Training-Data Representation Vs Agent-Harness Mitigation
Sources: 1 • Confidence: Medium • Updated: 2026-03-10 08:29
Key takeaways
- If a coding agent is prompted to run a new tool's "--help" and similar commands, the returned text can provide enough documentation within modern context windows for the agent to use brand new tools effectively.
- In the author's experience, coding agents did not materially constrain their technology choices toward a "Choose Boring Technology" stack.
- A rapidly adopted "Skills" mechanism in coding-agent tools enables projects to publish official skills that help agents use their products.
- With the latest models running in strong coding-agent harnesses, training-data representation may no longer be the dominant determinant of how well models help with a given tool or language.
- In codebases that use private or very new libraries not present in training data, coding agents can still make progress by learning patterns from existing code examples and then iterating and testing to close gaps.
Sections
Training-Data Representation Vs Agent-Harness Mitigation
- If a coding agent is prompted to run a new tool's "--help" and similar commands, the returned text can provide enough documentation within modern context windows for the agent to use brand new tools effectively.

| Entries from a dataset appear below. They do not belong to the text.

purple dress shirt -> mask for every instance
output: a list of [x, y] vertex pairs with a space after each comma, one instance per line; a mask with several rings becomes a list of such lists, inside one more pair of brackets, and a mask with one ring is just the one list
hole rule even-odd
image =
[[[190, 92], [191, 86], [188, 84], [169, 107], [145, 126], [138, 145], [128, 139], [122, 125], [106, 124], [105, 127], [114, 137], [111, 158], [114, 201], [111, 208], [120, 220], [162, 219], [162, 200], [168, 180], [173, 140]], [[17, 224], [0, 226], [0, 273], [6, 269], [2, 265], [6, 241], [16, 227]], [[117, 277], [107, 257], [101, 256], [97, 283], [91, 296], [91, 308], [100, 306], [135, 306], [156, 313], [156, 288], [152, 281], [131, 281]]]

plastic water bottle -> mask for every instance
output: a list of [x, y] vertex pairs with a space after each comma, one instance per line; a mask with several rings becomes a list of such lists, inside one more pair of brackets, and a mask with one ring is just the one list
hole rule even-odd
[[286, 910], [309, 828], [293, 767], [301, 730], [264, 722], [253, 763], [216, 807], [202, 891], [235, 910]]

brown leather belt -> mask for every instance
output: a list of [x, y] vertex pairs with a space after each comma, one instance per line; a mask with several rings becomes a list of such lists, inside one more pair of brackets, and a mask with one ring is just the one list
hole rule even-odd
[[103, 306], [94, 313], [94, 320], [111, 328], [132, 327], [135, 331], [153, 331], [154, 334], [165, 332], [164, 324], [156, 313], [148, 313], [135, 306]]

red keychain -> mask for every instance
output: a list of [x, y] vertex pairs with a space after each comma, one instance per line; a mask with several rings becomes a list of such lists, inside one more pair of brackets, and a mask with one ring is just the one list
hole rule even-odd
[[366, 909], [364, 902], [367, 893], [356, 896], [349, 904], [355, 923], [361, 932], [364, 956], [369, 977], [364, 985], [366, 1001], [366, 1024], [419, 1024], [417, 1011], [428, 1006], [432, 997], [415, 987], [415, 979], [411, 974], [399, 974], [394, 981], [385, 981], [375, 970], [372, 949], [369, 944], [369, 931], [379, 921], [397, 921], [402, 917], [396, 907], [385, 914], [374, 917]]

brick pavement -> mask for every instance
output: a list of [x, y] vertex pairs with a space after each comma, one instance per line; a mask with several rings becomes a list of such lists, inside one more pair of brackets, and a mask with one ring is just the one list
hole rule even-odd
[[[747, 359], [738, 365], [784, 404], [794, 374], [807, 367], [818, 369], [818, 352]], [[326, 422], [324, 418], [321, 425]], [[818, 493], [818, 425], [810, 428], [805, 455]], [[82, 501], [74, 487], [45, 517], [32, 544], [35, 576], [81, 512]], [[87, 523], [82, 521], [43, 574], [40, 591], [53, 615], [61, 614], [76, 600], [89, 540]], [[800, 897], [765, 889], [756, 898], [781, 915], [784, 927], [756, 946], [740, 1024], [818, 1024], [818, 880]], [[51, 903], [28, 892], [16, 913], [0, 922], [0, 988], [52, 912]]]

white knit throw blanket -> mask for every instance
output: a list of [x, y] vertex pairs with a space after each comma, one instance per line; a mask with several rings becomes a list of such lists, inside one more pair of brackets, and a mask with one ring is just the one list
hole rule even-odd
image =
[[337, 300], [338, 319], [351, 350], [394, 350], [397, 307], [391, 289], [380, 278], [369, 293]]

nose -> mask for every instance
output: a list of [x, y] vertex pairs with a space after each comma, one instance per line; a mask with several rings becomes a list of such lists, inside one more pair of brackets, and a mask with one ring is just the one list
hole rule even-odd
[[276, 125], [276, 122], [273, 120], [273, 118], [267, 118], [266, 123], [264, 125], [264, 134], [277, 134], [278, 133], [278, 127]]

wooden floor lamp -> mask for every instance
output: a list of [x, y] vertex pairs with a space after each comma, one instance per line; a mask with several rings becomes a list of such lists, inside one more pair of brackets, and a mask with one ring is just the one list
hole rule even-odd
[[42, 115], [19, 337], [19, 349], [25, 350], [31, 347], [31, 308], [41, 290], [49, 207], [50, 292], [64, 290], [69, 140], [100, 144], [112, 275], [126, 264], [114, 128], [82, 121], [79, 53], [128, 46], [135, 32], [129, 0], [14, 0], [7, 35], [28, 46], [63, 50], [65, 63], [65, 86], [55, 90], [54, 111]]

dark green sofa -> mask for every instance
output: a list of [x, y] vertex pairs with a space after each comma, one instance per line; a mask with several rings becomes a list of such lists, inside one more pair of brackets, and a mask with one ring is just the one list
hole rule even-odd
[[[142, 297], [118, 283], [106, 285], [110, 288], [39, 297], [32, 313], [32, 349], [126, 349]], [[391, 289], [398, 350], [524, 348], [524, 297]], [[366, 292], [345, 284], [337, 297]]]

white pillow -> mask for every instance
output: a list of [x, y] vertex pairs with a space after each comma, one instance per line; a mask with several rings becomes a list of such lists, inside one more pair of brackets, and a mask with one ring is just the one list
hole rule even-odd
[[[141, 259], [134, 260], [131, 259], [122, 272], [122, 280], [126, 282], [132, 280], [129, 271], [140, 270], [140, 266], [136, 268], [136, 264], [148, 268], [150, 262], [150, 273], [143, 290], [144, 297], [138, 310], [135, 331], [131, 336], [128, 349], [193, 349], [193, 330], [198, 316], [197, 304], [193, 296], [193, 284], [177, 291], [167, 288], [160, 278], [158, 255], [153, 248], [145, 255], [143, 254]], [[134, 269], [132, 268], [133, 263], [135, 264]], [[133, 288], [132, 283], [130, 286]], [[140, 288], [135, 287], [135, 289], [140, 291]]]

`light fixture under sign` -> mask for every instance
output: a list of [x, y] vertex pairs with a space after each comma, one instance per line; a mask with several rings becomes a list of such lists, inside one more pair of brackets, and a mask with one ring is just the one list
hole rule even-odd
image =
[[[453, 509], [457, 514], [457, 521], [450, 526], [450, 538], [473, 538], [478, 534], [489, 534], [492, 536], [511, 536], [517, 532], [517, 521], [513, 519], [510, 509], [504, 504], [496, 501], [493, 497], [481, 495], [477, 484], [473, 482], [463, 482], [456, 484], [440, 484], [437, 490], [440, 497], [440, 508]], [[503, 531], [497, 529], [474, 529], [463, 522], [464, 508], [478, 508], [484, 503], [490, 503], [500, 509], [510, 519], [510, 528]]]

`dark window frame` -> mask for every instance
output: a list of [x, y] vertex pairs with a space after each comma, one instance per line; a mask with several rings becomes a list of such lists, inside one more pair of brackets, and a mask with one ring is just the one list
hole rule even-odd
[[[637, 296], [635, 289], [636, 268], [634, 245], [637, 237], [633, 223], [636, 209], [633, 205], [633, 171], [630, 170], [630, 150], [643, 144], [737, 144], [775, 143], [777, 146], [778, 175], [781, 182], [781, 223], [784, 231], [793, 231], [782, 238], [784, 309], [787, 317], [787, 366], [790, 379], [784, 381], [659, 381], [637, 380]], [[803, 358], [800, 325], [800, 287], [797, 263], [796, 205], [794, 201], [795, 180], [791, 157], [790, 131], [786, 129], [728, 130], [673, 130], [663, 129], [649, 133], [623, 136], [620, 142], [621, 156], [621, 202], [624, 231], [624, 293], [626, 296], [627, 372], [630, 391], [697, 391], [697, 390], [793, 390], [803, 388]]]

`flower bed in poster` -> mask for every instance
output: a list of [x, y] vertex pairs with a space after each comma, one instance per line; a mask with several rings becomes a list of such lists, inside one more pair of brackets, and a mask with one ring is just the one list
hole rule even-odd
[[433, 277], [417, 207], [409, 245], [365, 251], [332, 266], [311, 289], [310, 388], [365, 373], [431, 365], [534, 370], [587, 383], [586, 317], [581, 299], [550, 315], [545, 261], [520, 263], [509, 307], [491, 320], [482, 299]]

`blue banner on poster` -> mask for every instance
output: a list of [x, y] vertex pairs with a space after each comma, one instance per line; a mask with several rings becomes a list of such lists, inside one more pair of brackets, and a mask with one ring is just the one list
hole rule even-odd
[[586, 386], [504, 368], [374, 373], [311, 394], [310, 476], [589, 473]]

- In codebases that use private or very new libraries not present in training data, coding agents can still make progress by learning patterns from existing code examples and then iterating and testing to close gaps.
- A couple of years ago, LLMs appeared to perform better on questions about Python or JavaScript than on questions about less widely used programming languages.
Recommendation Bias Vs Execution Under Constraints
- In the author's experience, coding agents did not materially constrain their technology choices toward a "Choose Boring Technology" stack.
- A referenced study titled "What Claude Code Actually Chooses" reports that after over 2,000 prompts, Claude Code showed a strong build-over-buy bias and a preferred stack in which GitHub Actions, Stripe, and shadcn/ui had a near monopoly within their categories.
- Technology recommendation bias by LLMs and agent performance under a human-imposed technology choice are distinct questions and should be evaluated separately.
Emerging Distribution Channel Via Agent Skills
- A rapidly adopted "Skills" mechanism in coding-agent tools enables projects to publish official skills that help agents use their products.
Unknowns
- Do modern coding agents still show systematically higher success rates on widely represented languages/tools compared to low-representation or novel tools, when evaluated under the same harness and workflow?
- How much of agent competence on brand-new tools can be explained by pulling local documentation into context (e.g., "--help"/manpages) versus reliance on pretrained knowledge?
- For private or novel internal libraries, what iteration counts and test-pass rates do coding agents achieve in practice, and what failure modes dominate?
- How stable are tool/vendor recommendation biases (including build-over-buy bias and stack monopolies) across model versions, different coding-agent products, and different prompt/harness defaults?
- What is the measurable impact of publishing official "Skills" on agent success rates and on downstream tool/vendor selection frequency?